Scheck is a professor at the Benjamin N. Cardozo School of Law, where he established the first Innocence Project. He is Director of Clinical Education for the Trial Advocacy Program and the Center for the Study of Law and Ethics, and a former staff attorney at the Legal Aid Society of New York. From 2004–2005 he served as president of the National Association of Criminal Defense Lawyers. In 1996 he received the Robert C. Heeney Award, the "NACDL's most prestigious award ... given annually to the one criminal defense attorney who best exemplifies the goals and values of the Association, and the legal profession"

==Recognition==
In 1996, he received the Robert C. Heeney Award.

In 2008, he received the Golden Plate Award of the American Academy of Achievement.

In 2013, he received the New York State Bar Association's Gold Medal.

==Selected bibliography==
- Scheck, Barry, Peter Neufeld, and Jim Dwyer. Actual Innocence. New York: Doubleday, 2000; ISBN 038549341X.
- Scheck, Barry, Peter Neufeld, and Taryn Simon. The Innocents.
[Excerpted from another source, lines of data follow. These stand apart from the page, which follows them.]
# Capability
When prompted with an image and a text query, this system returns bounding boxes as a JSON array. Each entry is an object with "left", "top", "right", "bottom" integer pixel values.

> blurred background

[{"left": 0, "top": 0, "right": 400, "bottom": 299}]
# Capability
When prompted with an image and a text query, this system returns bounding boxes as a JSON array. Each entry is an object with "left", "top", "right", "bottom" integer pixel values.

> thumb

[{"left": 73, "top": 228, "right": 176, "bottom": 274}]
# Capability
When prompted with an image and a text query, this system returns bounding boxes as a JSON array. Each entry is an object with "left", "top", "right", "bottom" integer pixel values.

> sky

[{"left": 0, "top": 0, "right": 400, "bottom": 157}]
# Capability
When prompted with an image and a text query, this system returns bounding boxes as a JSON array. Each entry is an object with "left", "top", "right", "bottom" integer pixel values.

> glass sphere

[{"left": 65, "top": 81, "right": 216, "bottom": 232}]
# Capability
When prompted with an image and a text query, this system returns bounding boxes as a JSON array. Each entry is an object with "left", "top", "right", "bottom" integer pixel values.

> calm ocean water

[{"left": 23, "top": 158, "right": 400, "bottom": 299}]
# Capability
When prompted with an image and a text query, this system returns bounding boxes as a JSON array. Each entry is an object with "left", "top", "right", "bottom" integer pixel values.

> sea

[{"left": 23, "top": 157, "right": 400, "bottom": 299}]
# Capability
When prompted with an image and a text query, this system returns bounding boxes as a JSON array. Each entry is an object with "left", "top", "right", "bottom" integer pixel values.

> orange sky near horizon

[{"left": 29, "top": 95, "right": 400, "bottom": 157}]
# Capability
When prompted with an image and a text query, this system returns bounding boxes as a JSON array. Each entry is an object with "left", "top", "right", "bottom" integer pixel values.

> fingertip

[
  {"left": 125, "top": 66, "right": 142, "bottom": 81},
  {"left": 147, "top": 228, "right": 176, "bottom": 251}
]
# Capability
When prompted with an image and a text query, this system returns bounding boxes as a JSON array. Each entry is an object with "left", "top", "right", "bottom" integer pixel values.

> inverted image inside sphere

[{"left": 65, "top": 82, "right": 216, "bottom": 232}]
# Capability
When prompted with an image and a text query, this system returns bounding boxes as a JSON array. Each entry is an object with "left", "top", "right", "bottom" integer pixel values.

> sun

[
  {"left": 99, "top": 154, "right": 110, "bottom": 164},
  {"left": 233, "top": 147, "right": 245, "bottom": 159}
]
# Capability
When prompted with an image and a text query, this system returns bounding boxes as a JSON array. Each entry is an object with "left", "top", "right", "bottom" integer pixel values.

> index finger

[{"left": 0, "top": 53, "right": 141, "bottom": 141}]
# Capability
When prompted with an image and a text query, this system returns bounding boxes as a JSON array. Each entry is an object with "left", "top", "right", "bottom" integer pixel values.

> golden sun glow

New York: Umbrage Editions in association with The Innocence Project, 2003; ISBN 1884167187.

==See also==
- Scheck was played by Rob Morrow in the award-winning TV series The People v. O. J. Simpson: American Crime Story.
- Scheck was played by Peter Gallagher in Conviction, a film based on a true story, where he helps to vacate Kenneth Waters's conviction.
- Scheck appeared as himself in Season 2, Episode 9, of the CBS drama series The Good Wife in a plot involving the Innocence Project. He also appeared in Season 5, Episode 1 in an Eighth Amendment violation case.